Cancer. 1990 Sep 1;66(5):853-6. doi: 10.1002/1097-0142(19900901)66:5<853::aid-cncr2820660507>3.0.co;2-v.
A novel sequential administration schedule of PALA (N-phosphonoacetyl-L-aspartate) and thymidine to enhance the cytotoxic effect of 5-fluorouracil (5FU) was tested in 36 patients with advanced gastric cancer and 21 patients with advanced poorly differentiated (anaplastic) colorectal cancer. The potency of 5FU was dramatically increased as indicated by the observation of dose-limiting leukopenia at less than one tenth the maximum tolerated dose of 5FU when given as a single agent by intravenous bolus technique. Twenty-five percent of gastric cancer patients and 33% of colorectal cancer patients experienced an objective tumor response, including three patients with complete response. However, response duration was brief (median, 6 months), and there were four treatment-related fatalities due to severe and unpredictable leukopenia leading to sepsis. Survival was short with a median of 6 months for gastric cancer patients and 3 1/2 months for colorectal cancer patients. We conclude that therapeutic index of 5FU was not improved by the addition of PALA and thymidine in this patient population based on considerations of objective tumor response rate, patient survival, and toxicity.

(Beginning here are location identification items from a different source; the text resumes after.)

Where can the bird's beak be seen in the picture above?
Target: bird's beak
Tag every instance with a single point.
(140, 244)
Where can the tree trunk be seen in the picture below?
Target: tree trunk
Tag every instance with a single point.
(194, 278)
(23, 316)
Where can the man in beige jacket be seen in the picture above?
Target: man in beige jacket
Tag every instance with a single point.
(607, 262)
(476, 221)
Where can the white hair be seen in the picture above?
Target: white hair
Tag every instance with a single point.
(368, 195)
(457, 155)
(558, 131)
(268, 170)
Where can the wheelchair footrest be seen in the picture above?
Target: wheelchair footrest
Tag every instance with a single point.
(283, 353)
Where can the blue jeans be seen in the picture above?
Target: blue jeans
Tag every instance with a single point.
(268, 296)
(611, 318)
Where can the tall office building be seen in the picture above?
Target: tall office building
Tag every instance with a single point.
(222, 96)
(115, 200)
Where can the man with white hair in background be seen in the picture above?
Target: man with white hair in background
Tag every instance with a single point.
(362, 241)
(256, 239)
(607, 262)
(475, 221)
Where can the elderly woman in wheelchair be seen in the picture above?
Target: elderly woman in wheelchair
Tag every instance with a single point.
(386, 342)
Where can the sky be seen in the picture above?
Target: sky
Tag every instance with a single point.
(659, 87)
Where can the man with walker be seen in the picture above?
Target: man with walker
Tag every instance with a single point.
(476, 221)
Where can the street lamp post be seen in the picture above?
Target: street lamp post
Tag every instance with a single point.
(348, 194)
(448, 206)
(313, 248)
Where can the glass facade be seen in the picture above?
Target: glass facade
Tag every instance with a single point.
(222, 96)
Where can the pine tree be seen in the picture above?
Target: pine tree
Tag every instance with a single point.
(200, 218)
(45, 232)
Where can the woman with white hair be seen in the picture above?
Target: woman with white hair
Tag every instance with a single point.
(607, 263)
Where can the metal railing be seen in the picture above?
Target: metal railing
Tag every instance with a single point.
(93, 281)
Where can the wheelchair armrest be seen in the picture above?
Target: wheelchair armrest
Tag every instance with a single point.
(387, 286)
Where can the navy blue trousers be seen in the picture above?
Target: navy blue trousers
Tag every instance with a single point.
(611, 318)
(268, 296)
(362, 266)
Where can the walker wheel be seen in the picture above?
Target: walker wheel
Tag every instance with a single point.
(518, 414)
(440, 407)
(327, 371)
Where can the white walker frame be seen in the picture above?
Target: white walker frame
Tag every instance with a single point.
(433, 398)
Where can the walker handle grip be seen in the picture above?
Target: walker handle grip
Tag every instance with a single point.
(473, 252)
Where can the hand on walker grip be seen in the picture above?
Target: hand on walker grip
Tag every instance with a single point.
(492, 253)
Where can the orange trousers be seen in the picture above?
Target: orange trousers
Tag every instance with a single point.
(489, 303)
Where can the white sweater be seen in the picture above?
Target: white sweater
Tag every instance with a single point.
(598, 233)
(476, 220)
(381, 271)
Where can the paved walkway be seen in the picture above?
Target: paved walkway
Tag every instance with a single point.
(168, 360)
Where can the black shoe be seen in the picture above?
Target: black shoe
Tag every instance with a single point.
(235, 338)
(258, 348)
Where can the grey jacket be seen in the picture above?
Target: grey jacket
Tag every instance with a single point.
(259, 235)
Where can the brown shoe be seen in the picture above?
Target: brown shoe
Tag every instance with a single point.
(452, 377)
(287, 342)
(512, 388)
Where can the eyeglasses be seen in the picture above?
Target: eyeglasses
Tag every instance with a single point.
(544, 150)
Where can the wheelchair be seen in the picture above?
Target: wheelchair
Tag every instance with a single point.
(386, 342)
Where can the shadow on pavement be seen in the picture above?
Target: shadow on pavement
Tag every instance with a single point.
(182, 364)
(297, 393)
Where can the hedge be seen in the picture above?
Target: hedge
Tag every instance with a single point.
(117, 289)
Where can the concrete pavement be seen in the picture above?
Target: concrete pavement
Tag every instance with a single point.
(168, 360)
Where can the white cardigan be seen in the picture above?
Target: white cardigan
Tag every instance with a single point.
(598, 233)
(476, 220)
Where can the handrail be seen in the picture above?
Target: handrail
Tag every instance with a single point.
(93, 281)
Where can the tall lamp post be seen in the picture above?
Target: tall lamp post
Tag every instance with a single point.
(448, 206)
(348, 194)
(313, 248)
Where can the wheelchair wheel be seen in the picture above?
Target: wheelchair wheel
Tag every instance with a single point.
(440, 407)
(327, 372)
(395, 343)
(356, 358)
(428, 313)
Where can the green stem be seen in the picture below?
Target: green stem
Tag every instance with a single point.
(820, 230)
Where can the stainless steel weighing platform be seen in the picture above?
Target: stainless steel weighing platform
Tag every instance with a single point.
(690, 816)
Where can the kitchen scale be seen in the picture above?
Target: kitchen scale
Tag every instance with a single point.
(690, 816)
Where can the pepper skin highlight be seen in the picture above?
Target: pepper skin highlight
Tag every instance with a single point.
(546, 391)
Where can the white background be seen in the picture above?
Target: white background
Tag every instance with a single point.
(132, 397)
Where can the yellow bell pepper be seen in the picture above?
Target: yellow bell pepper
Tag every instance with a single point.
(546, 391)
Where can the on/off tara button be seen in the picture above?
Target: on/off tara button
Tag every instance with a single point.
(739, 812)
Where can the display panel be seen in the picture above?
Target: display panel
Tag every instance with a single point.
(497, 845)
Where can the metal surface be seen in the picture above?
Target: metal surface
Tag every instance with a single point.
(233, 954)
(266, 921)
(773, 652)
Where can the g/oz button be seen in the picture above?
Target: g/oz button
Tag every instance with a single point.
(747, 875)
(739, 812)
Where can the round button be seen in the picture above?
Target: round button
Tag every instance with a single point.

在36例晚期胃癌患者和21例晚期低分化(间变性)结直肠癌患者中,测试了一种新型的N-膦酰基乙酰基-L-天冬氨酸(PALA)和胸苷序贯给药方案,以增强5-氟尿嘧啶(5FU)的细胞毒性作用。当通过静脉推注技术作为单一药物给药时,观察到在低于5FU最大耐受剂量十分之一的剂量下出现剂量限制性白细胞减少,这表明5FU的效力显著提高。25%的胃癌患者和33%的结直肠癌患者出现客观肿瘤反应,包括3例完全缓解患者。然而,反应持续时间较短(中位数为6个月),并且有4例与治疗相关的死亡病例,原因是严重且不可预测的白细胞减少导致败血症。胃癌患者的生存期较短,中位数为6个月,结直肠癌患者为3个半月。基于客观肿瘤反应率、患者生存期和毒性等因素,我们得出结论,在该患者群体中,添加PALA和胸苷并未提高5FU的治疗指数。